Tropical depression grows into storm en route to southern Vietnam

By Huu Nguyen   January 3, 2018 | 11:13 am GMT+7
Tropical depression grows into storm en route to southern Vietnam
Men prepare for Typhoon Tembin in Ca Mau Province in southern Vietnam in December 2017. Photo by VnExpress/Phuc Hung

Bolaven, the year’s first storm, is forecast to ravage the south central coast from Wednesday.

A tropical depression which has killed at least two people in the Philippines strengthened into a storm as it was heading to south central Vietnam on Wednesday morning.

The depression gained strength after entering the South China Sea, which is known as the East Sea in Vietnam, and became the first storm to rage Vietnamese waters this year.
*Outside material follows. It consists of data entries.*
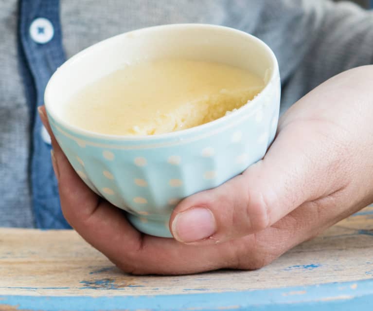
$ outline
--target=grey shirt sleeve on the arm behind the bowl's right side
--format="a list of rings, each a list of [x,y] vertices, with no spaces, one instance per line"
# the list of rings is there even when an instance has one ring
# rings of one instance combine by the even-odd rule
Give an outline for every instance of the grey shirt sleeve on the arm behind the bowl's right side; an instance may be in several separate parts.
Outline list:
[[[264,40],[276,54],[282,110],[333,75],[372,63],[373,11],[331,0],[243,0],[238,9],[243,12],[247,5],[250,12],[254,2],[259,14],[242,13],[236,26]]]

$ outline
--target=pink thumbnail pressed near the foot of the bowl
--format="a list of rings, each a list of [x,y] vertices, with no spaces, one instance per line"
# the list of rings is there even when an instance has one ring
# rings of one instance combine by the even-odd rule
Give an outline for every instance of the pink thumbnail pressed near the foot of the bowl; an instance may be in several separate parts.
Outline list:
[[[188,243],[212,236],[216,231],[216,223],[209,209],[195,207],[178,214],[171,229],[178,241]]]

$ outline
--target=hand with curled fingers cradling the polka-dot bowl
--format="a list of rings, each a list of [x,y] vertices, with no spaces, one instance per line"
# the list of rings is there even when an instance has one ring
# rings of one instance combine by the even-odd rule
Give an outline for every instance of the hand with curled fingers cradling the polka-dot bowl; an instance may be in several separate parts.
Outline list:
[[[63,213],[125,272],[257,269],[373,201],[373,67],[341,73],[281,118],[265,158],[175,208],[176,239],[144,235],[81,181],[52,136]]]

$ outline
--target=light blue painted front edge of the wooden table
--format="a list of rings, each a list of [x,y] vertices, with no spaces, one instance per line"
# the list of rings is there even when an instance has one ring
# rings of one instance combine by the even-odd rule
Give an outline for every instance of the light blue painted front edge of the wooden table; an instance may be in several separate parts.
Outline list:
[[[373,279],[241,292],[141,296],[0,295],[1,306],[30,311],[372,310]],[[7,310],[7,309],[5,309]]]

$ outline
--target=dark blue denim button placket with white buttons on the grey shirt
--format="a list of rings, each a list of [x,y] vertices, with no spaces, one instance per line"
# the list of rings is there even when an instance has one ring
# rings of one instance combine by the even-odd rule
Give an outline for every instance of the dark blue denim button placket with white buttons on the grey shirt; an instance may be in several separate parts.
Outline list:
[[[19,0],[18,53],[31,119],[29,175],[36,227],[68,228],[51,164],[50,137],[37,114],[49,78],[65,61],[59,0]]]

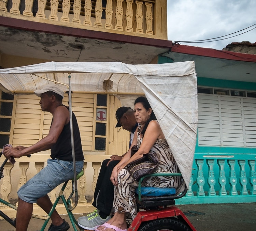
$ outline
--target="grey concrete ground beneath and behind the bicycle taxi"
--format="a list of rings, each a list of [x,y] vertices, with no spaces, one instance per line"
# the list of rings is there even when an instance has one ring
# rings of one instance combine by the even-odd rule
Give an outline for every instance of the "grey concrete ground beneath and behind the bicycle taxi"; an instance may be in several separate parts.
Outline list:
[[[255,231],[256,203],[240,204],[189,204],[176,205],[187,216],[197,231]],[[85,214],[76,214],[75,218]],[[67,215],[63,215],[69,224]],[[50,225],[45,230],[48,230]],[[43,220],[31,219],[28,231],[40,230]],[[0,231],[14,231],[7,221],[0,220]],[[70,228],[69,231],[73,231]]]

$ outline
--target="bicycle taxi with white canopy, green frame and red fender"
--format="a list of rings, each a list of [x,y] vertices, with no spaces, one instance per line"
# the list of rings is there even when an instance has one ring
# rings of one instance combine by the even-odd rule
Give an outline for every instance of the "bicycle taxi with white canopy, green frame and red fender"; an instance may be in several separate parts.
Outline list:
[[[153,173],[140,179],[136,196],[138,214],[134,220],[127,219],[128,230],[195,230],[182,211],[174,206],[174,199],[186,194],[196,144],[198,117],[194,62],[144,65],[121,62],[48,62],[0,70],[0,87],[4,92],[11,94],[32,94],[34,90],[49,82],[55,82],[68,91],[71,110],[73,92],[115,95],[123,106],[130,107],[133,107],[134,99],[138,95],[147,97],[181,173]],[[1,178],[4,176],[6,161],[7,159],[0,167]],[[75,231],[83,230],[72,214],[78,201],[76,180],[82,175],[83,172],[74,175],[72,192],[68,199],[63,195],[68,182],[62,186],[53,207],[56,207],[61,198]],[[152,188],[148,192],[141,187],[145,177],[160,175],[182,176],[183,184],[178,189],[170,188],[165,192],[161,188]],[[75,201],[72,205],[73,194]],[[17,209],[1,198],[0,202]],[[2,211],[0,216],[15,227],[15,219],[11,219]],[[45,229],[50,216],[51,212],[43,218],[32,215],[34,218],[45,220],[41,229],[38,228],[41,231]]]

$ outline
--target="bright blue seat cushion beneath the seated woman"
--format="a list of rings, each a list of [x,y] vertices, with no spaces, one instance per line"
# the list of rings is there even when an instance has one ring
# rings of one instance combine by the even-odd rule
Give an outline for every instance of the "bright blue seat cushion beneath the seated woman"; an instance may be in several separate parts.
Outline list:
[[[139,194],[139,188],[135,189],[135,193]],[[176,188],[155,188],[141,187],[141,196],[168,196],[176,194]]]

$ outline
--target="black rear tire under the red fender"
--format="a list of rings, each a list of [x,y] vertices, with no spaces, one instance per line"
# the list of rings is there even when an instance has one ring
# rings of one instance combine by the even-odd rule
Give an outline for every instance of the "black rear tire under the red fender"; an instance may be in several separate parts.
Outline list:
[[[190,227],[175,217],[159,218],[143,222],[138,231],[191,231]]]

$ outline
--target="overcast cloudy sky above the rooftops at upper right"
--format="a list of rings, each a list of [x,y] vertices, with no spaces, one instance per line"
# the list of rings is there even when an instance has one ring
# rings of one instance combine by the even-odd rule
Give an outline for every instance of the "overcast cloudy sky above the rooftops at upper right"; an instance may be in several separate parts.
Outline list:
[[[167,0],[168,40],[205,40],[256,24],[256,0]],[[256,25],[235,34],[255,28]],[[219,39],[224,39],[222,37]],[[209,43],[181,43],[222,50],[231,42],[256,42],[256,28],[230,39]]]

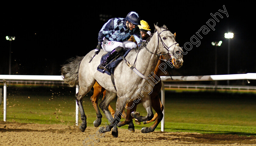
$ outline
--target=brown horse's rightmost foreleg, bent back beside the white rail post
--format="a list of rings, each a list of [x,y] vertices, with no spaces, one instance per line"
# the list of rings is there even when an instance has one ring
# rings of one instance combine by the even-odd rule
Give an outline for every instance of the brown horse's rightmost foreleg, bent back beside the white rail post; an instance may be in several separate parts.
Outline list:
[[[152,132],[155,130],[155,128],[158,126],[158,124],[161,122],[162,118],[163,118],[163,105],[160,104],[160,100],[159,100],[159,97],[158,98],[153,98],[152,99],[152,102],[154,104],[152,104],[152,107],[154,108],[154,110],[156,111],[156,114],[157,114],[157,118],[156,118],[156,121],[155,123],[150,126],[149,128],[148,127],[144,127],[141,129],[141,132],[142,133],[148,133],[148,132]],[[162,107],[161,107],[162,105]]]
Bolaven, as the storm has been named, is moving with winds of 75 kilometers (47 miles) per hour and is forecast to be around 250 kilometers off Ninh Thuan and Binh Thuan Provinces on Thursday morning, according to the National Center for Hydrometerological Forecasting.

The storm is feared to pose high risks to the region, before weakening into a tropical depression the same day with wind speeds of up to 60 kph, threatening more than 500 kilometers of coastline between Phu Yen and Ba Ria-Vung Tau, the latter neighboring Saigon.

Saigon should expect heavy flooding as the southern metropolis will be affected by both the depression and 2-meter high tides in the next two days. 

The new storm is coming just a week after typhoon Tembin scared Saigon and the entire southern region into mass evacuations and school closures. Tembin had been forecast to make landfall in southern Vietnam after killing at least 230 people in the Philippines. But it moved further south and weakened offshore.

Vietnam was hit by a record number of 16 tropical storms in 2017. The storms and numerous floods left 389 people dead or missing and injured 668 others, mostly in northern and central regions. The disasters caused damage worth around VND60 trillion ($2.64 billion), 1.5 times more than the previous year, according to the General Statistics Office.